2

When javascript encodes one character as 2 bytes or more, why does the following:

Buffer.from("abc").byteLength

output 3? Should not it be 6?

Amanda
  • 2,013
  • 3
  • 24
  • 57
  • 1
    I think the default encoding is utf-8, if so then it can take minimum of 8bit per character. A link that might help you more. https://stackoverflow.com/questions/6338944/if-utf-8-is-an-8-bit-encoding-why-does-it-need-1-4-bytes "those magic U+ numbers, in memory using 8 bit bytes. In UTF-8, every code point from 0-127 is stored in a single byte. Only code points 128 and above are stored using 2, 3, in fact, up to 6 bytes." – Andam Dec 26 '19 at 07:47
  • If you mean the from() method of Array and the byteLength property of ArrayBuffer, then I think the explanation is that 3 entries are created from a string with 3 characters since length of 3 character string is 3 (3 code units).
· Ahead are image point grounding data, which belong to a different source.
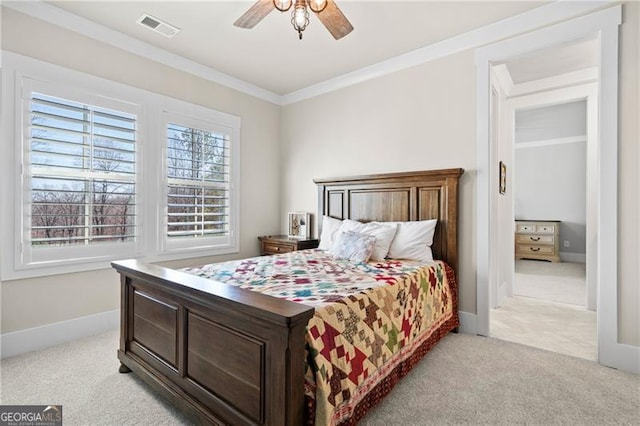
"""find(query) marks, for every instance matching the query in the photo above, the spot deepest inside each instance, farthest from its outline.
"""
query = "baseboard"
(467, 322)
(622, 357)
(573, 257)
(31, 339)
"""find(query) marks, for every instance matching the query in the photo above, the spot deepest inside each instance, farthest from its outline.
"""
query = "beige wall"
(629, 177)
(32, 302)
(420, 118)
(417, 119)
(423, 118)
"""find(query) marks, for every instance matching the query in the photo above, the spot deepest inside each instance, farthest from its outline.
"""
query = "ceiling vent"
(158, 26)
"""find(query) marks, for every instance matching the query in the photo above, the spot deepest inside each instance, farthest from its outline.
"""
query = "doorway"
(602, 25)
(548, 135)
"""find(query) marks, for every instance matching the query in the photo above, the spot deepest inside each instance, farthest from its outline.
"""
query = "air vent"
(158, 26)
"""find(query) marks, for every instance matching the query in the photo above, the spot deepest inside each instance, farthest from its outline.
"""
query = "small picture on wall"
(300, 225)
(503, 178)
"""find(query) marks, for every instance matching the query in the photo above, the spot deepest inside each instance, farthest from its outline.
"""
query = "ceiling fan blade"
(335, 21)
(255, 14)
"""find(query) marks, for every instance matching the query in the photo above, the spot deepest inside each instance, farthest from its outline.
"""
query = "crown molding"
(54, 15)
(525, 22)
(536, 18)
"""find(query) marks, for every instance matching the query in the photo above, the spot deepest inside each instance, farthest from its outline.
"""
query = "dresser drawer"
(530, 249)
(525, 228)
(274, 248)
(545, 229)
(538, 239)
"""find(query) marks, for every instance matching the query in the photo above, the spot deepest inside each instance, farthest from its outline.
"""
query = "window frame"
(150, 157)
(30, 257)
(203, 120)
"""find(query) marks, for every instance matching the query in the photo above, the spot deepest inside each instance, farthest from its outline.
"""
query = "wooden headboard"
(429, 194)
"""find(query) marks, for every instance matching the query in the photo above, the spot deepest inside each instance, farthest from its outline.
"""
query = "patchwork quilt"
(372, 322)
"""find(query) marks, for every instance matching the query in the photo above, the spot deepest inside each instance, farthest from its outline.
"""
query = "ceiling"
(565, 58)
(272, 57)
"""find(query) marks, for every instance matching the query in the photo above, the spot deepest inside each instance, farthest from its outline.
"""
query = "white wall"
(28, 303)
(550, 173)
(551, 122)
(417, 119)
(424, 117)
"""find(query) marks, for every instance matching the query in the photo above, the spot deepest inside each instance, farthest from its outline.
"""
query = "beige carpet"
(548, 310)
(562, 282)
(464, 380)
(557, 327)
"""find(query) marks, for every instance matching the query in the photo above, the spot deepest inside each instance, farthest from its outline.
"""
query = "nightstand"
(538, 240)
(275, 244)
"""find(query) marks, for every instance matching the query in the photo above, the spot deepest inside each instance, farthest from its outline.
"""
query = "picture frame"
(503, 178)
(299, 225)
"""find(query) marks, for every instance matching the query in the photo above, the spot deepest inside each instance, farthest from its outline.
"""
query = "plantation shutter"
(198, 182)
(82, 173)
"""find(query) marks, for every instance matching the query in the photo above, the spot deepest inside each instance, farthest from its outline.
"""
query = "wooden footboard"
(228, 355)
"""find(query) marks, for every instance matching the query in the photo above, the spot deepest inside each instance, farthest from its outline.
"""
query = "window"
(198, 182)
(100, 171)
(199, 172)
(82, 173)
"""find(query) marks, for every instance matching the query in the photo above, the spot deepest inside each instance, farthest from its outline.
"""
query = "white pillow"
(413, 240)
(383, 232)
(330, 228)
(354, 246)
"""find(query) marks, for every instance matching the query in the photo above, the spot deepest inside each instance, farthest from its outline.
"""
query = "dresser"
(538, 240)
(275, 244)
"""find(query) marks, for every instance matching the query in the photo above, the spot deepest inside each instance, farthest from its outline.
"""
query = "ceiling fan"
(326, 10)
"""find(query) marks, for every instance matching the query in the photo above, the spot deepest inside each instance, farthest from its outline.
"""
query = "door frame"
(603, 24)
(589, 93)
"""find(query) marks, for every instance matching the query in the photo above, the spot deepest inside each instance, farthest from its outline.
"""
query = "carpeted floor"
(562, 282)
(464, 380)
(548, 310)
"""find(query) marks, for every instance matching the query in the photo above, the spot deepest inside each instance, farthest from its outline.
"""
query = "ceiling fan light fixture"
(317, 5)
(283, 5)
(300, 17)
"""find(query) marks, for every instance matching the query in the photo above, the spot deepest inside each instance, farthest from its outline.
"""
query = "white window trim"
(202, 119)
(150, 158)
(30, 258)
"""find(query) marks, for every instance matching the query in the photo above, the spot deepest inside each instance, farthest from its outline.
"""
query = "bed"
(229, 355)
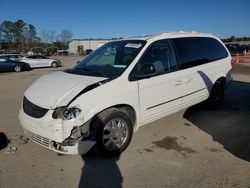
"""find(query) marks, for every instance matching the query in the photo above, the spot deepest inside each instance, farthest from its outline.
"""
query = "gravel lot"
(192, 148)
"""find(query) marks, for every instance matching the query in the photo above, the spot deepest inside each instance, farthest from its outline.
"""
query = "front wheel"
(54, 64)
(18, 68)
(114, 132)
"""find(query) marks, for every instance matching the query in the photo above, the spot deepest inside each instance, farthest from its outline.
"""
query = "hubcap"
(115, 134)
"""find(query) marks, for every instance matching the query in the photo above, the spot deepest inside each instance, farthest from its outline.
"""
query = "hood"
(58, 88)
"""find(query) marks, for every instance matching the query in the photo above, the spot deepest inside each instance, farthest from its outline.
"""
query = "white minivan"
(121, 86)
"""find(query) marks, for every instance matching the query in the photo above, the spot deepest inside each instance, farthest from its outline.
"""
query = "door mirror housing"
(146, 71)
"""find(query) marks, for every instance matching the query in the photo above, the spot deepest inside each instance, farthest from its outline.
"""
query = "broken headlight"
(66, 113)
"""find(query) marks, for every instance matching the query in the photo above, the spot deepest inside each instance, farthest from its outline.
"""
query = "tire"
(54, 64)
(17, 68)
(113, 131)
(216, 96)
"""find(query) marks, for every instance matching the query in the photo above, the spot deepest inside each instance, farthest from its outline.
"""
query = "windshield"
(110, 60)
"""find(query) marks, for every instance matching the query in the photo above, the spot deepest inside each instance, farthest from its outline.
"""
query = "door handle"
(178, 83)
(186, 80)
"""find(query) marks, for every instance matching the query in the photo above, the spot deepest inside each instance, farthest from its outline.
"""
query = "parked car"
(234, 48)
(88, 51)
(12, 56)
(105, 98)
(12, 65)
(41, 61)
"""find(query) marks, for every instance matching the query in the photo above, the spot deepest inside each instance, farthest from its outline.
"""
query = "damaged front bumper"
(61, 136)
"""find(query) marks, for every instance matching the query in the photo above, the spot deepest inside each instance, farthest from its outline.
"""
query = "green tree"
(7, 30)
(19, 28)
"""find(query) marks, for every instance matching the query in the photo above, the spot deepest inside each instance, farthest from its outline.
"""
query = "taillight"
(232, 62)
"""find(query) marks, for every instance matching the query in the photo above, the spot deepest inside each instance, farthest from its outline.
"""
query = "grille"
(32, 109)
(37, 138)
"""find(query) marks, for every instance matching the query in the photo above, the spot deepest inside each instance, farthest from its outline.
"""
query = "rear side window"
(191, 51)
(214, 49)
(194, 51)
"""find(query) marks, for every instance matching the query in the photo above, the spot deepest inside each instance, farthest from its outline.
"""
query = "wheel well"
(129, 111)
(123, 107)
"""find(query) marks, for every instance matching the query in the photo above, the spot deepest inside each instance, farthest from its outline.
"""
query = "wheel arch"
(128, 109)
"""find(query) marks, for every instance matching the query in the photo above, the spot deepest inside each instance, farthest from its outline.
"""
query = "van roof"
(169, 35)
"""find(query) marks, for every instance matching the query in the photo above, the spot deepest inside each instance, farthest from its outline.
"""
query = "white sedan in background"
(41, 61)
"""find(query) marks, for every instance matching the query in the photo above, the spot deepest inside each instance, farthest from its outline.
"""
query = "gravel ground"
(192, 148)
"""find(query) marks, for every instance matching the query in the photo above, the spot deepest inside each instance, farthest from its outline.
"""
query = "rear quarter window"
(214, 49)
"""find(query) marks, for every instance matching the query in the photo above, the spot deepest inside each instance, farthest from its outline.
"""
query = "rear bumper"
(229, 80)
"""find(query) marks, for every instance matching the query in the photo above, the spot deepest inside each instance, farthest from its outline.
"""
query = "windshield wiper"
(91, 69)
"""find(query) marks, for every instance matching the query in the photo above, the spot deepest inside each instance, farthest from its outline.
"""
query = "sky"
(124, 18)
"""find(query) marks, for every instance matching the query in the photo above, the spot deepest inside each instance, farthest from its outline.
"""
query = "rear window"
(194, 51)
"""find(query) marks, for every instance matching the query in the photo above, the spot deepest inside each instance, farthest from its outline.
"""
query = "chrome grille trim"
(33, 110)
(37, 138)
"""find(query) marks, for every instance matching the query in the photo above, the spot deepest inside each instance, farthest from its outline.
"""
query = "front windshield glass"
(110, 60)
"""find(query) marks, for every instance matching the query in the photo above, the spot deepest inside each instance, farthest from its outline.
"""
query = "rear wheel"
(18, 68)
(54, 64)
(114, 130)
(216, 97)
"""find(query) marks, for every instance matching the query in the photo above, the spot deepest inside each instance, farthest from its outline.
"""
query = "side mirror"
(146, 71)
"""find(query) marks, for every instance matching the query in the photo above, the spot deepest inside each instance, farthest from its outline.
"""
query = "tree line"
(21, 36)
(236, 39)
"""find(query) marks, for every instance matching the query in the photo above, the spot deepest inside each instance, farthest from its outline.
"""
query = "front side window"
(160, 55)
(110, 60)
(2, 60)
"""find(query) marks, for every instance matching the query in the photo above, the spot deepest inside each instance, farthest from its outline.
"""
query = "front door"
(161, 93)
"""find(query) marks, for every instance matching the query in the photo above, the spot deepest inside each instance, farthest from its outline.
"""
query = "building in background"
(79, 46)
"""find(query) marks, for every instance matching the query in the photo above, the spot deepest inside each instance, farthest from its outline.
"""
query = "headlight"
(66, 113)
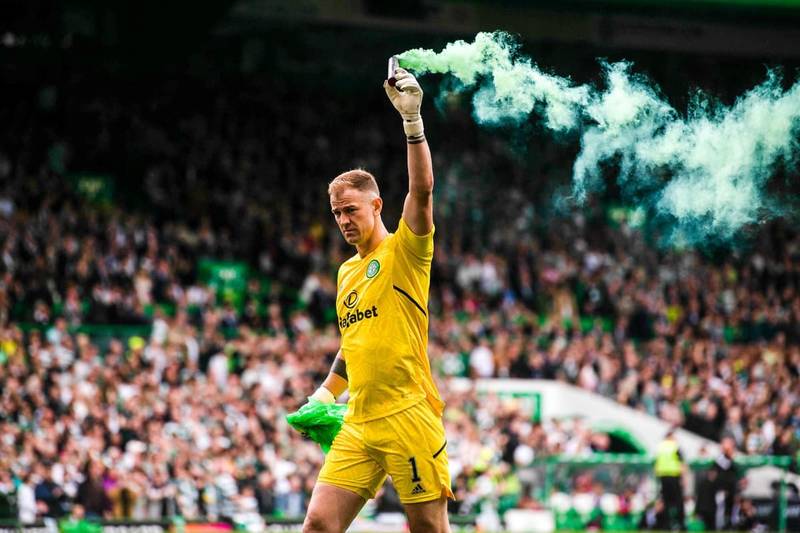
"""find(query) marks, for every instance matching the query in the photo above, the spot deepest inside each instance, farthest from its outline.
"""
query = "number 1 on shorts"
(415, 476)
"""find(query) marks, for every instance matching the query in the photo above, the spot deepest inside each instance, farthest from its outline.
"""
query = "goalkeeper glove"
(406, 97)
(323, 395)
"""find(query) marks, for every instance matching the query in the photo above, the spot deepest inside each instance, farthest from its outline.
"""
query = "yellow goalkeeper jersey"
(382, 307)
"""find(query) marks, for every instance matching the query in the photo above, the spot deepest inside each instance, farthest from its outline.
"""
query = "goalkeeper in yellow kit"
(393, 424)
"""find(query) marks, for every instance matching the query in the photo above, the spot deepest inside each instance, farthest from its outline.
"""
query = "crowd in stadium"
(189, 418)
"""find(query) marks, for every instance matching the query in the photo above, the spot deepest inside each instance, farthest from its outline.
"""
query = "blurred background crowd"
(184, 413)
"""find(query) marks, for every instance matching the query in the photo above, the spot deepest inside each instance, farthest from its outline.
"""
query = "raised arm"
(406, 96)
(335, 383)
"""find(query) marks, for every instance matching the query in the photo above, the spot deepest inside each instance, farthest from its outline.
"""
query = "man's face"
(356, 213)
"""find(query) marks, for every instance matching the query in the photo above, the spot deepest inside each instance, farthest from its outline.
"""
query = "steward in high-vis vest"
(669, 471)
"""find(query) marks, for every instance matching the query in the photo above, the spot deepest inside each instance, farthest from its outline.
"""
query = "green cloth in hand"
(319, 421)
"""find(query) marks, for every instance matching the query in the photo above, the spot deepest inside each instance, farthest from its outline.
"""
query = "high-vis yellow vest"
(382, 307)
(668, 463)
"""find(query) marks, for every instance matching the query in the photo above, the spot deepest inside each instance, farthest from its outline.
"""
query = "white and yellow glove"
(406, 97)
(323, 395)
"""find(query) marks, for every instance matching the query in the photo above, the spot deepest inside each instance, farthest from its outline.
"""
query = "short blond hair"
(357, 178)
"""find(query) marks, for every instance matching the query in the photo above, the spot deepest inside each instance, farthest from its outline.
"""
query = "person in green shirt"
(669, 471)
(76, 522)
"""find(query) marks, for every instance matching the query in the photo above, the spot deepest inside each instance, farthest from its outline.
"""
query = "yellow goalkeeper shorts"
(409, 446)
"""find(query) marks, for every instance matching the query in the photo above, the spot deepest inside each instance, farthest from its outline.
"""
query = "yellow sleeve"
(419, 246)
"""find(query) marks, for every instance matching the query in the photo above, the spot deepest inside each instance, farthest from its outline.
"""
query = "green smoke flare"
(704, 172)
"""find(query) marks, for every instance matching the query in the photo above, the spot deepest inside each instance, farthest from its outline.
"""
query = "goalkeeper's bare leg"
(331, 509)
(428, 517)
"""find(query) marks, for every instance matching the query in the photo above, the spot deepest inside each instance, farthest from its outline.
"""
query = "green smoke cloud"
(703, 171)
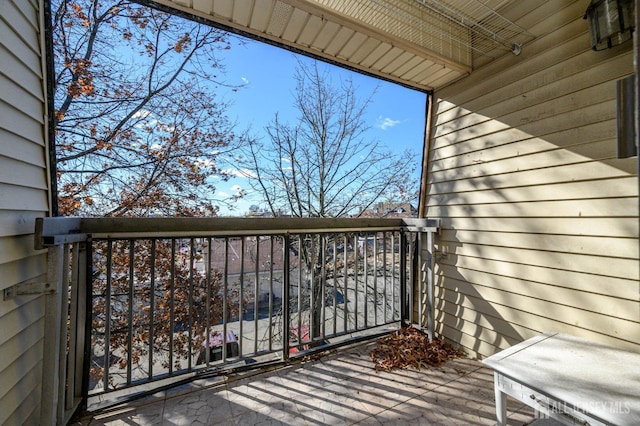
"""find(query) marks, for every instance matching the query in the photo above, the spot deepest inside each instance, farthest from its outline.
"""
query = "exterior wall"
(539, 218)
(23, 197)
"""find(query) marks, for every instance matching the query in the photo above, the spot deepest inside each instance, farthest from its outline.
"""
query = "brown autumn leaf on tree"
(139, 128)
(410, 347)
(139, 132)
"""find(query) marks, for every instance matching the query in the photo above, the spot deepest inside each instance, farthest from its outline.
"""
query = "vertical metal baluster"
(207, 269)
(356, 250)
(404, 316)
(241, 311)
(420, 278)
(385, 276)
(375, 279)
(172, 291)
(312, 301)
(256, 290)
(107, 317)
(345, 295)
(225, 292)
(271, 293)
(412, 278)
(152, 305)
(286, 281)
(365, 255)
(191, 307)
(69, 334)
(299, 288)
(323, 282)
(130, 312)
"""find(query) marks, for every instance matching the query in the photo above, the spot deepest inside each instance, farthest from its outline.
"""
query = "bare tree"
(323, 165)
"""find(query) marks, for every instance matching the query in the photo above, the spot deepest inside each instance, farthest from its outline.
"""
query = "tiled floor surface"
(339, 389)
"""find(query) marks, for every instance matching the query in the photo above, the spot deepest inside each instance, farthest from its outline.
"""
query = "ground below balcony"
(341, 388)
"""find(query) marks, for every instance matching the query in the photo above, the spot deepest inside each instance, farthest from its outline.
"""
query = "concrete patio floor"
(341, 388)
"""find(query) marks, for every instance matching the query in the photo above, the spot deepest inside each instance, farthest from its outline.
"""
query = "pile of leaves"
(410, 347)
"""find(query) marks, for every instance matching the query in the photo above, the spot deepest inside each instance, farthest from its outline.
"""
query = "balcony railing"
(146, 303)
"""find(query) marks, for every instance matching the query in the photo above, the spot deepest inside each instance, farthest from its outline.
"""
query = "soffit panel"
(412, 42)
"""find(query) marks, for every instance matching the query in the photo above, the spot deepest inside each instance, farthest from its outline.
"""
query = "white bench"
(568, 379)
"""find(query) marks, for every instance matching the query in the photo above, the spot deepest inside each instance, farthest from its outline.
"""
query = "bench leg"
(501, 402)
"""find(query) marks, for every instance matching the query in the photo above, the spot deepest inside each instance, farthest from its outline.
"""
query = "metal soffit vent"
(424, 44)
(456, 29)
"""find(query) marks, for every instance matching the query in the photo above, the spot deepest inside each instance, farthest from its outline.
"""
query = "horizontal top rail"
(58, 230)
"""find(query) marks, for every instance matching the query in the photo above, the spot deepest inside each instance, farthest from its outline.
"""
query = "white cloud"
(385, 123)
(244, 173)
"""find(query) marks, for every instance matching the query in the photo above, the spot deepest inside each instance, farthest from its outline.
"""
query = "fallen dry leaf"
(410, 347)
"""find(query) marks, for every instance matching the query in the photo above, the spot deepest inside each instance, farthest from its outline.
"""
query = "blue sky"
(396, 115)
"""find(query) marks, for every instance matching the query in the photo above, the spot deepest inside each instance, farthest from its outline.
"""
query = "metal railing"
(174, 298)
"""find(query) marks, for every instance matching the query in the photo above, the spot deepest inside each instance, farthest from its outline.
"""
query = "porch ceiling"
(424, 44)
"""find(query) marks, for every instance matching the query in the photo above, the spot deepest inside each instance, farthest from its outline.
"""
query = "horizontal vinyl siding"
(23, 197)
(539, 218)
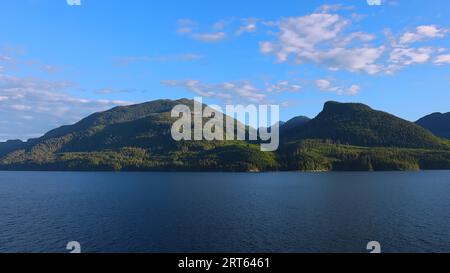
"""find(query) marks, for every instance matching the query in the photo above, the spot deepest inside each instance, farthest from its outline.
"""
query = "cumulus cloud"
(190, 28)
(248, 25)
(129, 60)
(423, 33)
(442, 59)
(209, 37)
(235, 92)
(29, 107)
(327, 86)
(321, 38)
(405, 52)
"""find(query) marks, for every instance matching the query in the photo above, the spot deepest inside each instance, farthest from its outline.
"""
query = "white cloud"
(408, 56)
(209, 37)
(189, 27)
(73, 2)
(128, 60)
(423, 33)
(235, 92)
(327, 86)
(374, 2)
(47, 103)
(320, 38)
(442, 59)
(249, 25)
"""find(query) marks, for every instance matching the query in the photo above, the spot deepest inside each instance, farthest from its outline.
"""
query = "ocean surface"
(225, 212)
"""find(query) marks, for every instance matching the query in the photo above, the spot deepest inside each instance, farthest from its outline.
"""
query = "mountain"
(358, 124)
(138, 138)
(293, 123)
(9, 146)
(437, 123)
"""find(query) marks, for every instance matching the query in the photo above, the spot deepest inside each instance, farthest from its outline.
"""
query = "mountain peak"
(340, 106)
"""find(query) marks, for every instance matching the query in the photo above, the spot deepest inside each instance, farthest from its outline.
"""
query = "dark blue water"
(225, 212)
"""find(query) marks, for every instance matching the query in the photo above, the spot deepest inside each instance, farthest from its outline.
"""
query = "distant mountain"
(9, 146)
(293, 123)
(137, 138)
(437, 123)
(360, 125)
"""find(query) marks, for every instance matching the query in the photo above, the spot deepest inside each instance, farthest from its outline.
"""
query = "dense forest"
(343, 137)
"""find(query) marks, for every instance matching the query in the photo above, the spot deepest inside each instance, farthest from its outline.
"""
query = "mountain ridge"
(344, 136)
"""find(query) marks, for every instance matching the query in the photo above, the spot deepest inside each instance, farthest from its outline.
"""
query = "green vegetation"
(343, 137)
(325, 155)
(437, 123)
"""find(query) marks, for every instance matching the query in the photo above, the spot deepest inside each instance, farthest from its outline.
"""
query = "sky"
(61, 60)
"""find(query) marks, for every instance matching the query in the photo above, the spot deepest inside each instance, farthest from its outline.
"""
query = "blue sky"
(60, 62)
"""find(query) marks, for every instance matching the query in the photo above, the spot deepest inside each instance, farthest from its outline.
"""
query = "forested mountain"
(137, 137)
(437, 123)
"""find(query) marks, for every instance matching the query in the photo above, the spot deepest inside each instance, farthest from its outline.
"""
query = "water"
(225, 212)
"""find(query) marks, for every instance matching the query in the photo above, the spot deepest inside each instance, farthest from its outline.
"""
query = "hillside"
(137, 138)
(360, 125)
(437, 123)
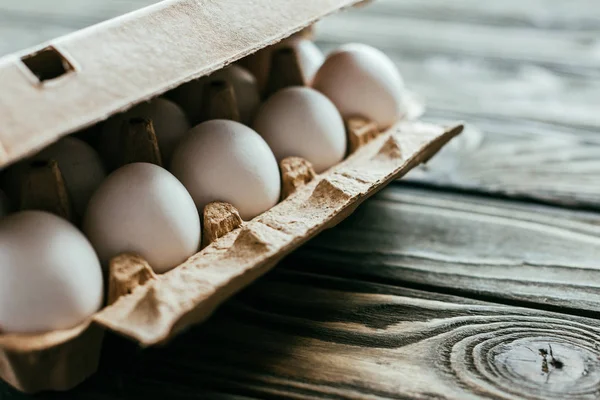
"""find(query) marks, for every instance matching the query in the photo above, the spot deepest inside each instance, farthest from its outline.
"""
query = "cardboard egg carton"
(81, 79)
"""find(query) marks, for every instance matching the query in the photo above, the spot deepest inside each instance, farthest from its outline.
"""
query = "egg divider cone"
(149, 308)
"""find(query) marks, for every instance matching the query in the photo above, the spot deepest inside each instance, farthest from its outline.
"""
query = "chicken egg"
(190, 95)
(222, 160)
(143, 209)
(51, 276)
(302, 122)
(4, 204)
(169, 121)
(362, 82)
(310, 58)
(81, 167)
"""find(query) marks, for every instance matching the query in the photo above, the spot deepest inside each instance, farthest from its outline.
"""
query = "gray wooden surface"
(452, 284)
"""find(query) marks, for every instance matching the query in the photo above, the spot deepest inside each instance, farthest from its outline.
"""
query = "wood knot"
(531, 359)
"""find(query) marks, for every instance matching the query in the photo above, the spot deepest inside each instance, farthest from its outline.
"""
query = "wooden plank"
(576, 15)
(538, 256)
(519, 158)
(533, 124)
(559, 49)
(300, 336)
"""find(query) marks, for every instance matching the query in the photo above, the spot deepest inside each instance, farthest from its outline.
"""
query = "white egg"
(190, 95)
(4, 204)
(310, 59)
(81, 168)
(143, 209)
(51, 276)
(223, 160)
(302, 122)
(362, 82)
(170, 125)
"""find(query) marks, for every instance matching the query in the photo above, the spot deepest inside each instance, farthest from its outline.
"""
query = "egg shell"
(302, 122)
(222, 160)
(81, 167)
(170, 125)
(362, 82)
(190, 95)
(4, 204)
(143, 209)
(310, 59)
(51, 276)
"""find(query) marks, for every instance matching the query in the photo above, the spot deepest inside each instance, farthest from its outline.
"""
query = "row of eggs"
(51, 273)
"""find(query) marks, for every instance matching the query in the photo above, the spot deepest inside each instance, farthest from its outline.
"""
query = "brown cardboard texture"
(83, 78)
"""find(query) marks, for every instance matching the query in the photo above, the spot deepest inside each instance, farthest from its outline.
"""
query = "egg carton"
(149, 308)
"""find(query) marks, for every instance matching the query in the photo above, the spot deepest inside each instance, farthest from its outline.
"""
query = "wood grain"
(514, 73)
(506, 251)
(301, 336)
(523, 74)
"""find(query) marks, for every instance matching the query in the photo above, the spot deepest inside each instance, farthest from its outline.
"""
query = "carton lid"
(82, 78)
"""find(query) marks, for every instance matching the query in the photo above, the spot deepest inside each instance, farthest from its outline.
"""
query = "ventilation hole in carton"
(218, 84)
(39, 163)
(136, 120)
(47, 64)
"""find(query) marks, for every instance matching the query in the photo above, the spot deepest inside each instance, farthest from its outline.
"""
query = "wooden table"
(477, 277)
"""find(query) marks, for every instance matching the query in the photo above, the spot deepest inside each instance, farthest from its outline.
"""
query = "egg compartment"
(151, 309)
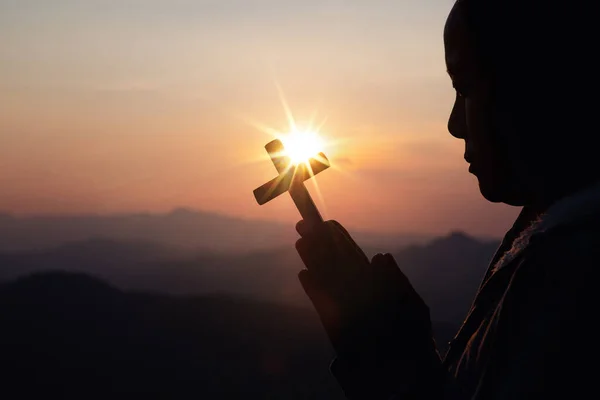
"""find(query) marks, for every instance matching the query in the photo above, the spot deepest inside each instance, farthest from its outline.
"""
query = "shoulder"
(562, 260)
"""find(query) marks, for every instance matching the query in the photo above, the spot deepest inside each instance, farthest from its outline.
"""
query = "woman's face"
(476, 118)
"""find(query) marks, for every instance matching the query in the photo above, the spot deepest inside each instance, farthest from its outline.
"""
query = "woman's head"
(516, 75)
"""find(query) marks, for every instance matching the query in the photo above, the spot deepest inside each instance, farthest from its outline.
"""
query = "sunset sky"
(148, 105)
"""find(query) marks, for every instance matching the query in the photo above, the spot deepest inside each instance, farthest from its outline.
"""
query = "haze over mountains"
(190, 253)
(181, 229)
(189, 304)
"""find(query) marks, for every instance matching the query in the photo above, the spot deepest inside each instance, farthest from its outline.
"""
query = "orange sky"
(112, 106)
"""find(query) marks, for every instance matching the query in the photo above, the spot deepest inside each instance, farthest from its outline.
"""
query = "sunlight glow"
(301, 146)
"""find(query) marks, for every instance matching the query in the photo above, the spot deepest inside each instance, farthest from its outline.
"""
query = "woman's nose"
(457, 125)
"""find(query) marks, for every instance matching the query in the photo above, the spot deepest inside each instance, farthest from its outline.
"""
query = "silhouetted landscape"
(134, 313)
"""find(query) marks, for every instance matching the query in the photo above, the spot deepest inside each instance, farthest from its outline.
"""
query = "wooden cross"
(291, 179)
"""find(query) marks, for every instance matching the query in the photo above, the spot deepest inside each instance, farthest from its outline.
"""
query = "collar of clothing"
(575, 208)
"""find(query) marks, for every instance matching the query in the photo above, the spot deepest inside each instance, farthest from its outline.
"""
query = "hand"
(370, 311)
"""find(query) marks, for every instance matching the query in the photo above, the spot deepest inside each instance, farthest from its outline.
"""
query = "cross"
(291, 179)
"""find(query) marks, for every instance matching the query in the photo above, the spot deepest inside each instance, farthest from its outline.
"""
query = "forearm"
(393, 379)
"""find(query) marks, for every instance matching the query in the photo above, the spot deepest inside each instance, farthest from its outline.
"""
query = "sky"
(149, 105)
If the ArrayBuffer is Uint8Array, then 3 bytes are created for "abc". If instead you use Uint16Array, then 6 bytes are created from "abc". Try out alert(new Uint8Array(Array.from("sss")).byteLength) vs alert(new Uint16Array(Array.from("sss")).byteLength) – Jose_X Apr 02 '21 at 13:37

1 Answers1

0

Javascript class Buffer's default encoding is 'utf-8'. ASCII characters take 1 bytes in utf-8 encoding as you can see here. So the result should be 3. Note: Utf-8 encoding can take 1~3 bytes for one character.

TopW3
  • 1,477
  • 1
  • 8
  • 14